TECHNIQUE OF THE OPERATION.

The ordinary precautions for surgical cleanliness are to be observed, and general anæsthesia employed. The incision should be made along the posterior border of the sterno-cleidomastoid muscle, starting at the mastoid process and running downward to within an inch of the clavicle. The sternomastoid is separated from the adjacent muscles, the spinal accessory nerve cut, and the carotid sheath reached. This dissection is made with the fingers. The carotid sheath should always be opened in order to locate the pneumogastric nerve. I consider this very important because: 1. The nerve is sometimes outside the sheath, as happened in my second case, in which the pneumogastric was much atrophied and was external to the sheath. 2. Differentiation of the cervical sympathetic from the vagus is sometimes difficult. Often, in operating on the cadaver, I have found both nerves inclosed in the same fascia. It is needless to say that excision of the vagus instead of the sympathetic would not only defeat the object of the operation, but would add a serious complication. Differentiation of these nerves after opening the carotid sheath is not usually difficult, for in working upward the operator comes upon the ganglionic expansion of the sympathetic. The ganglion is seized with forceps and stripped. Its branches are cut first, then the cord passing below is severed, and lastly the ganglion is cut above, as high as possible. It is best to use curved scissors and to have the finger under the ganglion while traction is made, thus cutting on the finger and avoiding injury to the underlying structures.

If the middle ganglion is to be removed, it will be best to excise it first and then work upward. If the entire chain of the sympathetic is to be removed, as is done for epilepsy, and as is now advised in exophthalmic goiter by Jonnesco, the operation is one of great difficulty, owing to the location of the inferior ganglion. This is situated near the neck of the first rib. One of my friends, who is a skillful surgeon, in removing this ganglion ruptured the vertebral artery near its origin and was obliged to tie the subclavian to check the hemorrhage. After the latter has ceased the wound is closed with superficial sutures. The hemorrhage in removal of the superior ganglion is usually trifling, only a few small vessels being cut. The external jugular vein was cut in my first case, but not in the others. The patient leaves the hospital on the eighth or ninth day.

Jonnesco’s method, according to his latest communication on the subject, is different. He always employs the premastoid route where only the superior ganglion is to be removed, reserving the postmastoid for the excision of the entire chain. The carotid sheath is split, the internal jugular vein and sternomastoid drawn outward by a retractor; a second retractor draws the vagus and internal carotid inward. In the space made the superior ganglion is found.
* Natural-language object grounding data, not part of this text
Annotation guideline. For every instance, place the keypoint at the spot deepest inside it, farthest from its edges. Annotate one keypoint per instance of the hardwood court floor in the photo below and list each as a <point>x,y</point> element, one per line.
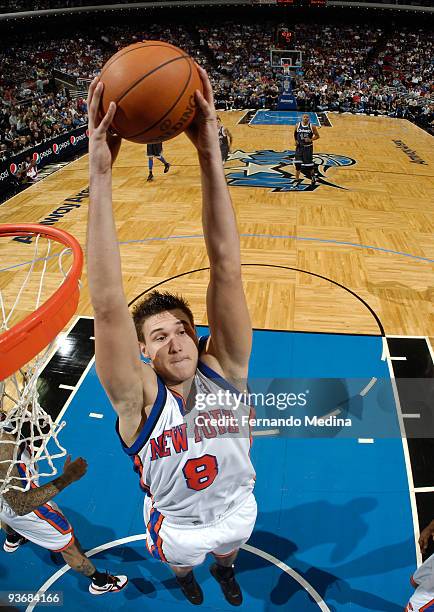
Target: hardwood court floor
<point>387,203</point>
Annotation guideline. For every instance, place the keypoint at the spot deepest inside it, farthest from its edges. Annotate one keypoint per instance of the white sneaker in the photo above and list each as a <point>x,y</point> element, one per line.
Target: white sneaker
<point>113,585</point>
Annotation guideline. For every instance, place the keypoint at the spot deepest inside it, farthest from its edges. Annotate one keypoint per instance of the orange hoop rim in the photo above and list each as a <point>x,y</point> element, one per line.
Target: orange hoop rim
<point>26,339</point>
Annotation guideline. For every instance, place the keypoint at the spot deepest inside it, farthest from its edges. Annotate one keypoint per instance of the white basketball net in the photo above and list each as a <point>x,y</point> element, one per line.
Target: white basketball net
<point>21,413</point>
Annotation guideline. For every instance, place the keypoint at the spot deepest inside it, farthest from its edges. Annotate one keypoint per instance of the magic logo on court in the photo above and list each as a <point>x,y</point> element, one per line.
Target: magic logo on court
<point>275,170</point>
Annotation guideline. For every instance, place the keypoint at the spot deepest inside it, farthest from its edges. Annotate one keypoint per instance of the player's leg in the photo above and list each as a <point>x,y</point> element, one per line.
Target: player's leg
<point>223,571</point>
<point>101,582</point>
<point>150,166</point>
<point>181,551</point>
<point>13,539</point>
<point>308,162</point>
<point>236,530</point>
<point>188,584</point>
<point>298,160</point>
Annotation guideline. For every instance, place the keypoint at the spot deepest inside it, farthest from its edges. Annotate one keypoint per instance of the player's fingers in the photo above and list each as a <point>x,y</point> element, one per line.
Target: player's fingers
<point>93,109</point>
<point>90,95</point>
<point>108,117</point>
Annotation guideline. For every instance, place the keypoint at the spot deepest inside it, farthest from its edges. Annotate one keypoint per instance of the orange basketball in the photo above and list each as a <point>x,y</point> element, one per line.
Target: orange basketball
<point>153,85</point>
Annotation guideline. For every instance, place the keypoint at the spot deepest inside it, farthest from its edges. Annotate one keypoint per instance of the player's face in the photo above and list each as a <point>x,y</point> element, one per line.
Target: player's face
<point>171,344</point>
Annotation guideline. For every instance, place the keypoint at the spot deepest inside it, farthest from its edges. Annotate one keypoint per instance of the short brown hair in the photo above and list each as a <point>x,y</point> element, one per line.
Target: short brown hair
<point>157,302</point>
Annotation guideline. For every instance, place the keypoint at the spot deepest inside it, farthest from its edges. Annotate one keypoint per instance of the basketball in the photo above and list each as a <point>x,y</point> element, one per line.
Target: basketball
<point>153,85</point>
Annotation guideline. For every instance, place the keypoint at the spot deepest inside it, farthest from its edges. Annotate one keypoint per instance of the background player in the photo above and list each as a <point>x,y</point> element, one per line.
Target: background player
<point>201,489</point>
<point>225,139</point>
<point>155,150</point>
<point>304,135</point>
<point>423,578</point>
<point>32,516</point>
The deep vertebral fascia is opened, all the branches of the ganglion isolated and cut by blunt, curved scissors; when this has been done the ganglion is attached only by nerve strands above, a strong pull is made, and the ganglion gives way. The excision is then completed by cutting the inferior strands. In closing the wound, he uses both deep and superficial sutures.

He mentions a transient dysphagia and pain in the cranio-mandibular joint as occurring after this operation.

EFFECTS OF EXCISION OF SUPERIOR CERVICAL GANGLION.

The effects of removal of this ganglion are immediate and remote: The immediate are relief of pain, lachrymation and conjunctival injection, together with a discharge from the corresponding nostril, unilateral sweating, and contraction of the pupil. Often there is an immediate reduction in intra-ocular tension. These effects are noted within five minutes after the excision.

The remote effects are ptosis, which appears on the third or fourth day, improvement of vision, and in some instances a tardy contraction of the pupil and a tardy reduction of the intra-ocular tension. To these there must also be added a slight sinking of the eyeball into the orbit, and a feeling of heaviness in the head. What I have just written applies particularly to cases of glaucoma.

In exophthalmic goiter, after the excision of the ganglia, the exophthalmus and tachycardia are said to improve almost immediately and a reduction of the goiter soon follows.

Although Jonnesco speaks of the immediate reduction of the intra-ocular tension, yet this does not always occur. In my second case, at the end of eight days the tension was + 2. On the sixteenth day the tension was normal. In my first case reduction of the tension was immediate. The relief from pain in the first case was immediate and lasting. This patient had not been free from pain for two months previously. The slight ptosis following sympathectomy is to be attributed to paralysis of Müller’s muscle. Sinking of the eyeball is no doubt due to paralysis of the unstriped peribulbar fibers found in Tenon’s capsule. Contraction of the pupil is usually an immediate result; it may, however, appear tardily. Thus in my first case the pupil was unchanged until the fourth day after the operation; and it did not become at any time as markedly contracted as in the other two patients. In the third case—that of optic-nerve atrophy—the pupil was markedly contracted within five minutes after the excision.